2. 安全確保: 身体拘束は行わない。ベッド柵を全閉にせず、周囲の危険物(点滴スタンド、延長コードなど)を取り除きます。スタッフの増員を依頼し、転倒リスクを管理します。
3. コミュニケーション: 患者に近づき、落ち着いた声で「○○さん、今は病院です。私は看護師の△△です。何か怖いことがありましたか?」と声をかけ、否定せずに受容します。見当識を支援するため、「今は夜の9時です。あなたは病院にいます」と穏やかに伝えます。
4. 環境調整: 照明を暗くしすぎず、薄明かりにして患者が周囲を認識できるようにします。時計やカレンダーが視界に入る位置にあるか確認します。テレビは消し、騒音を減らします。
5. 医師への報告(SBAR): 「状況(S):80歳男性、夜間に急性の興奮が出現。背景(B):進行性肺がん、軽度低酸素血症・発熱あり。評価(A):せん妄の可能性が高く、原因は低酸素と感染症が疑われる。勧告(R):酸素投与の指示と血液検査(感染症マーカー)のオーダーをお願いします。」 患者安全・注意事項 (Patient Safety & Precautions)
- 身体拘束はせん妄を悪化させるため絶対に避ける。どうしても安全確保が必要な場合(例:自己抜去リスクが極めて高い)は、医師の指示のもと、短時間・最小限の拘束(ミトン型手袋など)を検討するが、必ず定期的な観察と緩和を計画する。
- 酸素療法の開始(指示があれば)。SpO2を90%以上に維持するよう管理。
- 感染症の早期発見(尿路感染症・肺炎が高齢者せん妄の主要な原因)。検体採取と抗菌薬投与の準備。
- 家族への説明:せん妄は一時的な状態であり、がんの終末期とは限らないことを伝え、家族の不安を軽減。家族が面会可能なら、なじみのある顔の存在が患者の見当識支援に有効。

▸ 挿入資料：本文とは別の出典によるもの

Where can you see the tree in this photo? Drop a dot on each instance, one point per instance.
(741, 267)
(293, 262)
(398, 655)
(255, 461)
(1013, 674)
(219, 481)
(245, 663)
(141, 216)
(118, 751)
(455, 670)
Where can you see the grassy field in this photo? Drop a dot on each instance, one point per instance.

看護プロトコル: せん妄患者の夜間ケアプロトコル例。1)バイタルサインとSpO2のチェック(最低限)→ 2)低酸素・疼痛・感染の有無のアセスメント → 3)環境調整(照明・騒音・室温)→ 4)非薬物的介入(声かけ・見当識支援)→ 5)興奮が持続する場合は医師へSBAR報告。記録は、症状の出現時刻・内容・持続時間・対応・患者の反応を具体的に記載。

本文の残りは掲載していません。